The people of the Sunderbans lead hard lives in a predictably unpredictable environment. As we have sailed around the park, I have been struck by how hostile a habitat it presents to large mammals, and yet large mammals survive here. The abundant Himalayan freshwater of Ma Ganga flows to the Bay of Bengal through two great channels: Padma in Bangladesh and Hooghly in Kolkata. Historically, minor channels, including Matla, flowed to sea through the Indian Sunderbans but my colleagues here tell me that, as a result of extraction of water for industry and irrigation, no freshwater reaches the Indian stretches of the delta now and the channels are all exclusively tidal.

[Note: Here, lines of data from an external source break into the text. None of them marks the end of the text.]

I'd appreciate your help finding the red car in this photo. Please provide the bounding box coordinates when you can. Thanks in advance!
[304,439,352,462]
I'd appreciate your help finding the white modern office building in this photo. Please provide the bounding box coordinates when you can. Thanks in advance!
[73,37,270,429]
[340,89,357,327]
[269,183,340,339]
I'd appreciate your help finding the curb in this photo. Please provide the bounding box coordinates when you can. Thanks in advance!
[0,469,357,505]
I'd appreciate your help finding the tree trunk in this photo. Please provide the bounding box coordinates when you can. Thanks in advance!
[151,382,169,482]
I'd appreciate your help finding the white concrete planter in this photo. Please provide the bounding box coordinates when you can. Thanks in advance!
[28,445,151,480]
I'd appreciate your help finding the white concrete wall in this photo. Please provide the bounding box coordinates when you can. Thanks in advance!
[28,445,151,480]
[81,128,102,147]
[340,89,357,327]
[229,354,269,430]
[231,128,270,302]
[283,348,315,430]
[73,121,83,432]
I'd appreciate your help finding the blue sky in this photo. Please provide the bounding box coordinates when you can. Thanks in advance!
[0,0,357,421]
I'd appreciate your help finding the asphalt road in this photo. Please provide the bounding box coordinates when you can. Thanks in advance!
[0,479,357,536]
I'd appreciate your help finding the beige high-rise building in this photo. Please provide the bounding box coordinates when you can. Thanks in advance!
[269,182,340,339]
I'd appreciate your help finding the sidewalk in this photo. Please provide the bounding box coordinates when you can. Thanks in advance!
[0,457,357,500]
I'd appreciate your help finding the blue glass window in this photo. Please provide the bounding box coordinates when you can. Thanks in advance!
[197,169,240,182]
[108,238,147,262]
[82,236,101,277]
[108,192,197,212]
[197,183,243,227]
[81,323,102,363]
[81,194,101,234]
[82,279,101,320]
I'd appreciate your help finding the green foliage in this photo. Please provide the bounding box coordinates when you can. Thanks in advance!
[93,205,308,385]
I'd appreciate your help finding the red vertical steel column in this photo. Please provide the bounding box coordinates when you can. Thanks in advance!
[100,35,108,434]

Consequently, salinity continues to mount, and lives grow harder as habitat becomes more hostile to many species; meanwhile anthropogenic sea level rise presents its own threats to people and wildlife.
Throughout the delta there are signs of ancient human societies which lived here in better-watered, though still dangerous, times. These have now tumbled into ruins, but in the north of the Indian Sunderbans many thousands of people are among the large mammals who still lead harsh, adventurous lives in the creeks and forests of this great bed of tidal silt. Those who harvest fish, honey and other natural resources in the forest and creeks – both Moslem and Hindu – pray to the deity Bonobibi for protection from the demon Dokhin Roy and his incarnation the tiger. This evening villagers acted the Bonobibi Dukhe Yatra in our camp, the story of a young boy called Dukhe, or Sorrow, who is delivered from the hands of the demon through his great faith in Bonobibi. To this day the villagers believe that they must enter the forest unarmed and with pure intentions for Bonobibi to protect them from the perils which dwell therein.
Decidedly unperilous were the olive-backed pipits which joined the list on a walk this afternoon around the village. Equally unperilous was the very attractive Asian common toad which hopped across the path on our way back from the Bonobibi performance. Perhaps tomorrow my clients will see the stripy orange peril they all long to see. I long to see it too, every time.